The president of the Glazier Group, which has owned and operated successful restaurants in the city for decades, talks about his career
As a kid, Mathew Glazier could always be found at the restaurants his parents owned. “You can almost say my family dinner table was in the restaurant business,” he said. His father, Peter Glazier, started The Glazier Group in 1985 and his mother, Penny, serves as the director of communications. Mathew now serves as president, which means he's been in charge of such places as Michael Jordan's The Steak House N.Y.C., Strip House, event spaces Twenty Four Fifth and Bridgewaters, The Westminster Hotel in New Jersey and The Reach Resort in Key West.
Upon graduation from Fordham University's School of Law, he joined the family business and has taken on every job from bartending at Monkey Bar to managing Strip House. “I think it's important that if you're going to be running a restaurant, you have to be able to step in and at least know everybody's position and see everything from everyone's point of view,” he said. Glazier, who will still clear tables on a busy night, loves that restaurants are so hands-on in an era where most industries are moving away from that personal connection. When asked what his favorite part of the business is, he said, “Every day you get to try to wow people, and if you fail, you get another chance right away.”
Since many of his restaurants serve steak, we felt compelled to ask what his favorite order is. “I really like a good strip steak. For me, it has a nice balance; not too fatty, not too lean.”
Did you know from a young age that you wanted to work in the family business?The restaurant business is very hands on. I think it's very good for families. If your father or mother is in the restaurant business, they can bring you to work. There's always something to do. It's one of those things where we always had dinner in the restaurant. So I was always exposed to it. I went to law school and, especially nowadays, a legal education definitely helps you out in this business. But it was always my creative love, the restaurant business, and trying to please people. Achieving success by pleasing customers one at a time. I guess in law you can please your clients one at a time. But I think it's a much different animal.
In your early twenties you bartended at Monkey Bar. What was that experience like? When it opened, Monkey Bar had 25 people waiting in line to get in. We had 150 seats in the dining room, so it was really crazy. It was a small bar, but we had to do service for the dining room as well. I learned how to bartend on the job. It was my parents' restaurant; I definitely would not have gotten that job any other way. Also, we had a catering facility back then. I thought it was the best thing ever, during my summers, to get paid good money to wait tables and I could pick and choose when I wanted to work.

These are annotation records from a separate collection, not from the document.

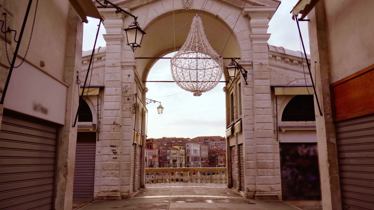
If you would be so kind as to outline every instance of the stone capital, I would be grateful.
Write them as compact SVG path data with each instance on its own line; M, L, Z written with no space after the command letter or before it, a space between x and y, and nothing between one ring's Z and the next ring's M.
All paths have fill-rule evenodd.
M130 9L127 7L120 7L123 10L130 12ZM128 16L124 12L116 12L117 9L116 8L99 8L98 10L102 16L104 21L108 19L124 19L126 17Z
M270 34L253 33L249 35L249 39L252 45L263 44L267 46L267 41L270 38Z
M102 36L107 42L107 45L116 44L120 44L123 40L123 34L104 34Z
M243 16L250 19L268 19L270 21L277 10L277 6L252 6L244 7Z

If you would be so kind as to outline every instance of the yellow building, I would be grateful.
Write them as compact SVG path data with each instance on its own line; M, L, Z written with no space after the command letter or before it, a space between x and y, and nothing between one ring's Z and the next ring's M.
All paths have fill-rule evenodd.
M179 150L179 167L184 168L186 166L186 147L182 145L175 145L173 147Z

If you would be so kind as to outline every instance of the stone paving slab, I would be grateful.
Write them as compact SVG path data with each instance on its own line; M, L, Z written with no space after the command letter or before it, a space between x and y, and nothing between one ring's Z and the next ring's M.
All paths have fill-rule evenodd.
M177 183L177 185L173 183L152 184L151 187L148 187L150 185L147 185L145 188L141 190L131 198L96 201L79 210L300 209L280 201L246 199L227 188L226 184L206 183L209 186L209 185L197 185L199 183L186 183L181 186L184 183ZM172 186L167 186L169 184Z

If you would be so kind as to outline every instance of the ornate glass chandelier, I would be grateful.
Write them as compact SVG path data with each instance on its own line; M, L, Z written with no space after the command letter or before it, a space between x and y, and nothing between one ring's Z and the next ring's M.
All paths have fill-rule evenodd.
M209 44L197 15L192 21L187 40L170 63L175 83L195 96L210 90L221 80L223 60Z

One of your Strip House locations was in Planet Hollywood in Vegas. What's the difference between having one there versus in New York?The thing is Vegas is that you're not trying to culture a repeat customer. The local community, most of them work on The Strip, and when they're not working, they don't want to be there. But in New York, your business is regulars. So it's two competing mindsets. Vegas is more glitzy glamour. Everybody was dressed up. A lot of it was atrocious the way they were dressed, but they were in Vegas and they were gonna have the most wonderful night of their life. It was fun there because everybody was charged up all the time. Holly Madison had a show literally right next door to us for a while. There were nightclubs in the hotel and they always had guest hosts. The celebrities was always exciting and interesting. We were in the Planet Hollywood Hotel so you'd see Arnold Schwarzenegger and Sylvester Stallone a lot.
How did the partnership with Michael Jordan come about? How much involvement does he have in the restaurant? My father had friends who were close with Michael and they were looking to do something in New York. He's more involved than you think. Unfortunately for us, he's not in New York often. It's very important to everyone, including him, for it to be about what he'd want when he went out for a great dinner, instead of a tourist trap. If you've been, there's really no pictures of him. There are four pictures of him in one private dining room.

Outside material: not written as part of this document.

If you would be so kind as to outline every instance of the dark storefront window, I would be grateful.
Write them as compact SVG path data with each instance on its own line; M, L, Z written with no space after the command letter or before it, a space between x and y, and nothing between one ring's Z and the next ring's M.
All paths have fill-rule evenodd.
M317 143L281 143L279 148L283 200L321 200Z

You're also on the board of Citymeals-on-Wheels. I've been on the board there for about 10 years which is very, very rewarding. It's one of those very complicated charities and it took me about a year-and-a-half to really figure out what they do. The city delivers meals to homebound elderly, but they only do it five days a week and they only do it for the amount of people that they can afford to do it for. What happens is you get a waitlist of people who have the need, but there aren't resources to feed them. So City Meals comes on and takes the waitlist and also feeds people on the weekends and holidays. The charity steps in and feeds the elderly and the homebound when the government is not able to do it.
What are the pros and cons to working with your parents?Pros are we have the same goal. No one's trying to screw you under the table. Sometimes it's tough because the line between personal and business gets mixed. It will be Saturday, and we'll be talking about business. I'm very close with my mother and father. Sure, sometimes we don't see eye-to-eye on everything. But like I said, there's no doubt we have a common goal, which is a good thing.
How do you deal with negative reviews?I used to take feedback very personally. Like, “I remember that table. Their steak was overcooked and we brought them a new one right away!” And the review was “Nobody cared.” I used to take it really personally and be angry, and then I realized that's somebody's perception. No matter what, that's the way the customer perceived it, so you gotta try and learn from it. There are some people who can't be pleased.